The present study has several limitations. First, only lateral Hoffa fractures without comminution zones were analyzed, although central comminution areas are frequently observed in the clinical setting, especially in case of smaller Hoffa fractures (Letenneur type II). Nevertheless, the fracture model used is characterized by high reproducibility enabling reliable conclusions regarding the fragment-size-dependent stability of AP and crossed PA screw configurations.
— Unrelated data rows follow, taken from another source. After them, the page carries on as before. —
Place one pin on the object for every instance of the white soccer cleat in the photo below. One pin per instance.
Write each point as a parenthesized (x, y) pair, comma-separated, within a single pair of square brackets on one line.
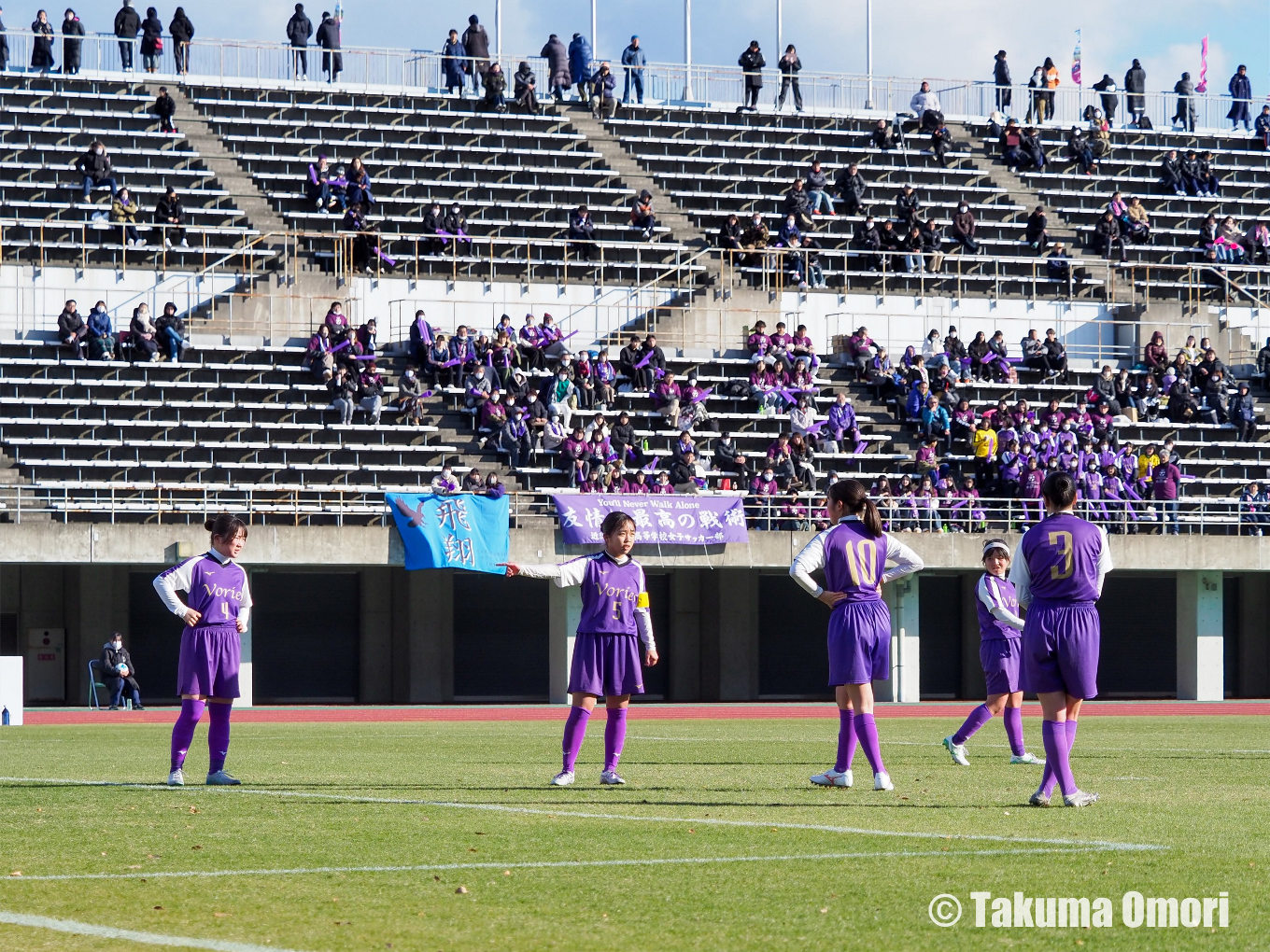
[(1080, 799), (956, 751), (833, 778)]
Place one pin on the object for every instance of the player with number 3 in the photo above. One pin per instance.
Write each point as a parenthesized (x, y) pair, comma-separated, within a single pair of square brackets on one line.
[(854, 555), (606, 662), (1058, 573)]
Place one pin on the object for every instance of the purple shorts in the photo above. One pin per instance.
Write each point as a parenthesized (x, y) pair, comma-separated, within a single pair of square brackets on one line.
[(606, 665), (1001, 660), (208, 660), (859, 642), (1061, 649)]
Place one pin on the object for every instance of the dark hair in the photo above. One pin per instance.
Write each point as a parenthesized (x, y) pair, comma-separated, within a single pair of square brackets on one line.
[(225, 525), (1059, 489), (853, 496), (614, 522)]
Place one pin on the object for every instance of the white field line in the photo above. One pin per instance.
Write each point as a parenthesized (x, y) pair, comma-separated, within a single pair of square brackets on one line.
[(148, 938), (623, 818), (547, 864)]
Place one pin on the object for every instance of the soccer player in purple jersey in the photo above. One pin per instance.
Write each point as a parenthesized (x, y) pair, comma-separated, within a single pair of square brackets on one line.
[(219, 606), (854, 555), (606, 658), (1058, 573), (1000, 654)]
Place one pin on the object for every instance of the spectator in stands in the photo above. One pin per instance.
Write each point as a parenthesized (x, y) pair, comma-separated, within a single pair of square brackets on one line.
[(752, 63), (151, 41), (882, 136), (789, 66), (182, 35), (603, 99), (144, 334), (73, 331), (496, 87), (1001, 77), (127, 24), (73, 43), (1242, 409), (1185, 113), (300, 29), (524, 89), (164, 106), (42, 46), (924, 101), (123, 212), (94, 165), (642, 214), (579, 65), (1079, 150), (170, 333), (101, 334), (476, 43)]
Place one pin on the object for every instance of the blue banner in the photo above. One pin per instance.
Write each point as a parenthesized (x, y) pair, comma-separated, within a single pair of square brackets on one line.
[(452, 532)]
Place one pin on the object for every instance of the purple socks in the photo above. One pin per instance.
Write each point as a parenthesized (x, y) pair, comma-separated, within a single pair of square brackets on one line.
[(978, 718), (574, 733), (183, 732), (219, 736), (867, 730), (1013, 718), (846, 740), (614, 736), (1054, 735)]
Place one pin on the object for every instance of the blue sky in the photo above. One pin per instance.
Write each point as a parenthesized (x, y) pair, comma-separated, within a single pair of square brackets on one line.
[(942, 38)]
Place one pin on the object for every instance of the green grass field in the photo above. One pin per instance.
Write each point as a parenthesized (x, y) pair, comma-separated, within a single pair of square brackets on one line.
[(819, 868)]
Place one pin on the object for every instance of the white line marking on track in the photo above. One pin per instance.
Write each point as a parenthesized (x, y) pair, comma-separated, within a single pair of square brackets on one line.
[(547, 864), (582, 815), (148, 938)]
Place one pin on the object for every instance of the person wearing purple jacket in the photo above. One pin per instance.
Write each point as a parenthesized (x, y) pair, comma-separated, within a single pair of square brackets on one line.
[(854, 555), (216, 612), (1058, 573), (614, 623), (1001, 658)]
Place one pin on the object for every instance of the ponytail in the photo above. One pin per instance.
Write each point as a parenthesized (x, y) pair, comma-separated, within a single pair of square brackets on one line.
[(851, 494)]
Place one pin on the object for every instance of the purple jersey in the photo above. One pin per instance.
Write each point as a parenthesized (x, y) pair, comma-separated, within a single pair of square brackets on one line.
[(610, 595), (1062, 555), (854, 561), (1000, 593)]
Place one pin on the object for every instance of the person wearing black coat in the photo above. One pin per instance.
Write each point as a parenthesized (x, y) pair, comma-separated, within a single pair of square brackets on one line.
[(42, 49), (1135, 87), (127, 24), (71, 43), (182, 35), (328, 38), (120, 673), (300, 28), (1001, 77), (752, 63)]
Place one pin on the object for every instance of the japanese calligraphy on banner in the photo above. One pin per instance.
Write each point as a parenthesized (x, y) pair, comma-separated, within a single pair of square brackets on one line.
[(452, 532), (678, 519)]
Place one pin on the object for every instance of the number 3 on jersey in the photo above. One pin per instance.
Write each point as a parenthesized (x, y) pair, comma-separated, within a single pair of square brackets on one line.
[(1062, 541)]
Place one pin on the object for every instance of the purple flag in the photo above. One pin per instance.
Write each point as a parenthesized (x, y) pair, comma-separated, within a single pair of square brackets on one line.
[(662, 519)]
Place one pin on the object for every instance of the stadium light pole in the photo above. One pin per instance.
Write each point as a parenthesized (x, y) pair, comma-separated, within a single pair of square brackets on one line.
[(687, 49)]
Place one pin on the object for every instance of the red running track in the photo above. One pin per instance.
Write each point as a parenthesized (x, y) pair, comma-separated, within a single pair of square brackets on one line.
[(649, 711)]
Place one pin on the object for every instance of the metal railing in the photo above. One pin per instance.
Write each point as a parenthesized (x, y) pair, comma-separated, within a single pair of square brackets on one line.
[(303, 505), (385, 69)]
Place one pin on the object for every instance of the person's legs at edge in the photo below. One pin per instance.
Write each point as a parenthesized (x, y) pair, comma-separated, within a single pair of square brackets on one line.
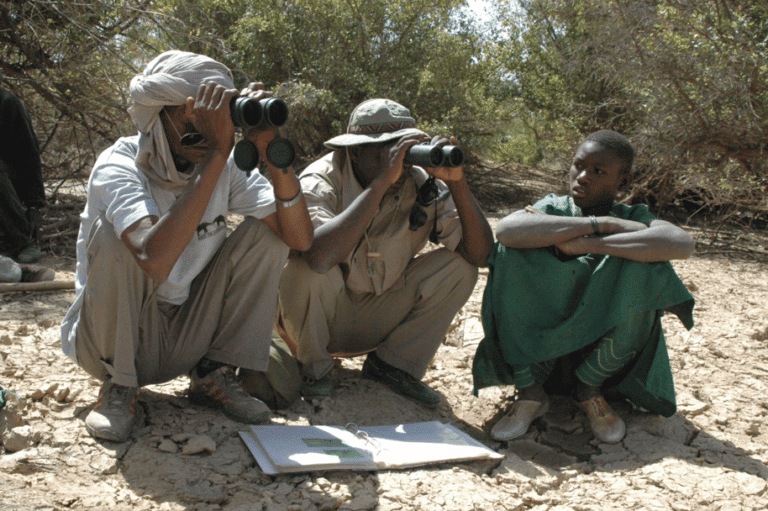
[(13, 218), (127, 339)]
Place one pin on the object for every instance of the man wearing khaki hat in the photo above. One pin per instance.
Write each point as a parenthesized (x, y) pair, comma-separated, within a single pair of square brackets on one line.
[(361, 288)]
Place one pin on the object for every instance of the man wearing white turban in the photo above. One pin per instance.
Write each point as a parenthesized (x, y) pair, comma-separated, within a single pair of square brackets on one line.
[(161, 290)]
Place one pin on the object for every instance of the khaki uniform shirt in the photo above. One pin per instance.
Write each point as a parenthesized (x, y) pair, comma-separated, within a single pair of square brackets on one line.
[(379, 260)]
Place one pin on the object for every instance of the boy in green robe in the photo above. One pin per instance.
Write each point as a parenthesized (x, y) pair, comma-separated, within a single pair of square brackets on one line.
[(583, 280)]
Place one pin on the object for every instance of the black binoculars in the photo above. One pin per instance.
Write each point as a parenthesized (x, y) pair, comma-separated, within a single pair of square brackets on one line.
[(265, 113), (258, 113), (434, 156)]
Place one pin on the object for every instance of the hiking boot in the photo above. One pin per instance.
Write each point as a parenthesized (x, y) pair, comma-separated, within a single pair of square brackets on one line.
[(398, 380), (221, 389), (32, 273), (519, 418), (29, 254), (320, 387), (606, 425), (114, 414)]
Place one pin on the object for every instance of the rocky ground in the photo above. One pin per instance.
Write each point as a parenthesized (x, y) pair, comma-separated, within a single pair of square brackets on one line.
[(711, 455)]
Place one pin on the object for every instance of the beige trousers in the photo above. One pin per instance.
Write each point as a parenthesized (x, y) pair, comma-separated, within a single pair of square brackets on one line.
[(126, 334), (405, 326)]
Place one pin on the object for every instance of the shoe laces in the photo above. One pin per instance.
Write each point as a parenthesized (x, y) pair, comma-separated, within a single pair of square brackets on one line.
[(117, 397), (231, 383)]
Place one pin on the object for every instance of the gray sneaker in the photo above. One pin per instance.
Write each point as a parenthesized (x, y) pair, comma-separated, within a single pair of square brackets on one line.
[(221, 389), (114, 414)]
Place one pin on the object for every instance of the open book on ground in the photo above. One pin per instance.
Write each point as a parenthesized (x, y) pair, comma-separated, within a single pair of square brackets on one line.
[(280, 449)]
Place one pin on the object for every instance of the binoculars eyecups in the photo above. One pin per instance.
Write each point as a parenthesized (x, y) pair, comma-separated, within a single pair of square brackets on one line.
[(434, 156), (280, 153), (252, 113)]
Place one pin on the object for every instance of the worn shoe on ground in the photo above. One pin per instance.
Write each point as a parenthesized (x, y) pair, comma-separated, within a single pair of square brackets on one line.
[(606, 425), (519, 418), (221, 389), (32, 273), (398, 380), (317, 387), (114, 414), (29, 254)]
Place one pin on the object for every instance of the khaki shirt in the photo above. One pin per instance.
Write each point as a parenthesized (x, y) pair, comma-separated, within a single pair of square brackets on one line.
[(378, 262)]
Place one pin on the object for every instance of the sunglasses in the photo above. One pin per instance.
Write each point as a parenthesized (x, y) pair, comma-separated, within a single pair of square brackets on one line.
[(188, 139), (426, 196)]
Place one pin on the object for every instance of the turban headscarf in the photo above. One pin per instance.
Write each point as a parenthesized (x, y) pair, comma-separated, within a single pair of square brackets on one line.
[(169, 79)]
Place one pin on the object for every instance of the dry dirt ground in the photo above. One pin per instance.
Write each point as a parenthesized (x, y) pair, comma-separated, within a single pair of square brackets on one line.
[(711, 455)]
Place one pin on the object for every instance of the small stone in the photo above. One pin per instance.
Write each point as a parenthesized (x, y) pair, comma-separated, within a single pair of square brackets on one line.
[(198, 444), (19, 438), (181, 437), (167, 445)]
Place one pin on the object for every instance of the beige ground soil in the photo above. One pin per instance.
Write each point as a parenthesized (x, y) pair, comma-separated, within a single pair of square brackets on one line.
[(711, 455)]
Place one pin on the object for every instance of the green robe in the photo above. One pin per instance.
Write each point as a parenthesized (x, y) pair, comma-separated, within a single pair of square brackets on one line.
[(537, 308)]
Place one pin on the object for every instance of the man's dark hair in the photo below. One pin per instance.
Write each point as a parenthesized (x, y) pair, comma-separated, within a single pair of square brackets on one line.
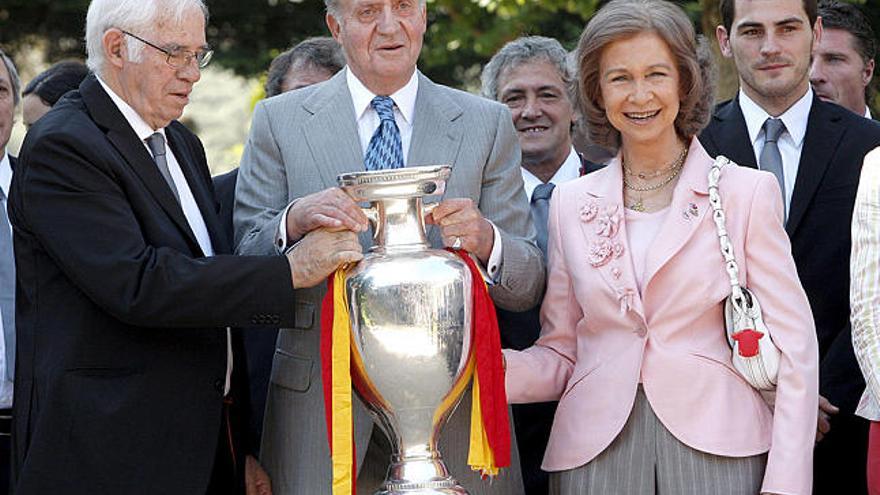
[(728, 12), (321, 52), (848, 17), (51, 84)]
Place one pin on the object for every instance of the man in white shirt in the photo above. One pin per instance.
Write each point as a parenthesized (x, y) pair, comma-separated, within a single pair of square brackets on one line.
[(843, 61), (9, 99), (301, 140), (126, 284), (532, 76), (815, 150)]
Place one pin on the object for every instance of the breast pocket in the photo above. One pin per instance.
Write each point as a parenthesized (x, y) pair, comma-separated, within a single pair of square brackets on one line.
[(291, 372)]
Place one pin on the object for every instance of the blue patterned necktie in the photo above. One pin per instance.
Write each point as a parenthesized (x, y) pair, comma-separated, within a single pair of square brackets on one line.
[(384, 151)]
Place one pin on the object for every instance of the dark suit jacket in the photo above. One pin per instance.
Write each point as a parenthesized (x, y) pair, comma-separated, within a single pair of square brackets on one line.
[(818, 225), (121, 342)]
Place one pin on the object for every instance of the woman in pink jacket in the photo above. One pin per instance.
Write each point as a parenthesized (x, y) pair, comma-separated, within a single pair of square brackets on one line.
[(633, 343)]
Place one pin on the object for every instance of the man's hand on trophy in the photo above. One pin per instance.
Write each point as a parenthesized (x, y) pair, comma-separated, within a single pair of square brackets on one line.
[(330, 208), (320, 253), (463, 227)]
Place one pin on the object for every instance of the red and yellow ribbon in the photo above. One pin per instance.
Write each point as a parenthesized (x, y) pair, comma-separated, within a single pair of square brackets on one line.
[(336, 374), (490, 427)]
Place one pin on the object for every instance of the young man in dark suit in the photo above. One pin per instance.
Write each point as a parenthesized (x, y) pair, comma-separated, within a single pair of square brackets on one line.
[(124, 293), (9, 100), (815, 149)]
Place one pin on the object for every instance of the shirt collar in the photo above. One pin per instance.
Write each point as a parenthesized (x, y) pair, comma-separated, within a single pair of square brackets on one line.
[(5, 173), (795, 118), (404, 98), (569, 170), (137, 123)]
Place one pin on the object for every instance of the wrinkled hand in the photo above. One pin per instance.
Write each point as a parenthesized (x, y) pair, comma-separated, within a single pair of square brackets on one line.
[(320, 253), (256, 479), (826, 410), (460, 218), (330, 208)]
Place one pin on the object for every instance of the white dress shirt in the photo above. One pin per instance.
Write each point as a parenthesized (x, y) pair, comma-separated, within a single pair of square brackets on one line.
[(367, 122), (790, 143), (187, 200), (865, 284), (569, 170), (5, 385)]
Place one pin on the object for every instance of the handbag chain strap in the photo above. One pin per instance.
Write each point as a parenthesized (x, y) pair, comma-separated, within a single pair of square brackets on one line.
[(736, 292)]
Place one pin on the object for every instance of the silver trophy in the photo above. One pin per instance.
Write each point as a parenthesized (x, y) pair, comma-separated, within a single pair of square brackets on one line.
[(411, 316)]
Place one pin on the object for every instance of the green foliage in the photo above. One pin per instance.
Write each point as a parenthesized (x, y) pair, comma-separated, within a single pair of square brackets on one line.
[(462, 34)]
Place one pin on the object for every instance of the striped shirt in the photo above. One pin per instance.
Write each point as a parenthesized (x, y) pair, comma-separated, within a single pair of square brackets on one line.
[(865, 284)]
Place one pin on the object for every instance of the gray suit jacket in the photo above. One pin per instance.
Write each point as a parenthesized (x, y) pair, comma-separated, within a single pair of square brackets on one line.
[(299, 142)]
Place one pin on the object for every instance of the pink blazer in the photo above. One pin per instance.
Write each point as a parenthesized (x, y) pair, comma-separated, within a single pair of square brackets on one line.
[(600, 338)]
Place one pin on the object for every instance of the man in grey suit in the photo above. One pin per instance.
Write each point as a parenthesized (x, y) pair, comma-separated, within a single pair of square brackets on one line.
[(298, 144)]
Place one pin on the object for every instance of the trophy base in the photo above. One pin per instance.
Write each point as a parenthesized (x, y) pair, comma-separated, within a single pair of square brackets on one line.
[(452, 488), (420, 476)]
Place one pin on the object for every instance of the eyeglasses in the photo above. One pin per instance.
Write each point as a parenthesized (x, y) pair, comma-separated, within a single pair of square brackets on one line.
[(178, 58)]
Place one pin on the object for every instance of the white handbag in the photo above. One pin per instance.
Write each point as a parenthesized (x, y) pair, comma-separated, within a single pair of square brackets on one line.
[(754, 356)]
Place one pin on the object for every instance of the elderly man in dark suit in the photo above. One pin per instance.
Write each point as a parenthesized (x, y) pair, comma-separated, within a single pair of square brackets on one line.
[(298, 144), (124, 292), (815, 149), (9, 99)]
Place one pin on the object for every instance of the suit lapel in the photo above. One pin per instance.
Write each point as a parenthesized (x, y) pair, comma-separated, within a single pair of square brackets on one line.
[(820, 142), (730, 136), (331, 132), (690, 202), (133, 151), (600, 208), (436, 136), (199, 189)]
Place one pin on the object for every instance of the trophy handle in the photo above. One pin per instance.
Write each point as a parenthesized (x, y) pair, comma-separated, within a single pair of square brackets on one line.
[(427, 209), (372, 214)]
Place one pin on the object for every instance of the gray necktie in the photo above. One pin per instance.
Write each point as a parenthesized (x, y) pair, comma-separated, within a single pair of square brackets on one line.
[(7, 287), (771, 159), (156, 143), (540, 209)]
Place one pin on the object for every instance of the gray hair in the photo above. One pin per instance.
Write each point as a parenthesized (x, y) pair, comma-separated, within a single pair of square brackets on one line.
[(333, 7), (13, 77), (136, 16), (523, 50), (620, 19), (322, 52)]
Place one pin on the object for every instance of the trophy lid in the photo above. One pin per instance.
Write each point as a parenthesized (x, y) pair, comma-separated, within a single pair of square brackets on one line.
[(405, 182)]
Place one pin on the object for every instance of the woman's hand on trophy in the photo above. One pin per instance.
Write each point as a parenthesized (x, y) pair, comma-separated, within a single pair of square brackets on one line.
[(463, 227), (330, 208), (320, 253)]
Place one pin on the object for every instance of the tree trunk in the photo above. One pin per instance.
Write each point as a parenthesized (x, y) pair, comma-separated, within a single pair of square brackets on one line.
[(728, 81)]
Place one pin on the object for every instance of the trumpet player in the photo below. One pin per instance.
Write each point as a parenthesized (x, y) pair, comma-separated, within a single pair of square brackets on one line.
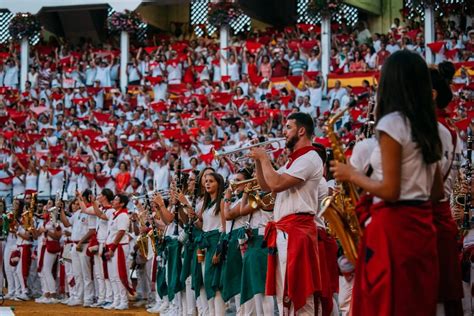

Second, the study was performed on human cadaveric specimens from donors older than the representative population of patients suffering from a Hoffa fracture [28]. Nonetheless, the distal femora of all knees were assessed for BMD to confirm the use of non-osteoporotic specimens. Lastly, the biomechanical performance of the 2 different screw configurations was only assessed in 30° knee flexion, although the posterior femoral condyles are exposed to higher forces in deeper knee flexion [29].

Conclusion

Irrespective of the size of Letenneur type II fractures, crossed PA screw fixation provided greater biomechanical stability than AP-configurated screws, whereas both screw fixation techniques demonstrated comparable biomechanical competence for Letenneur type I fractures. Fragment-size-dependent treatment strategies might be helpful to determine not only the screw configuration but also the surgical approach to potentially improve functional outcomes by reducing treatment failures.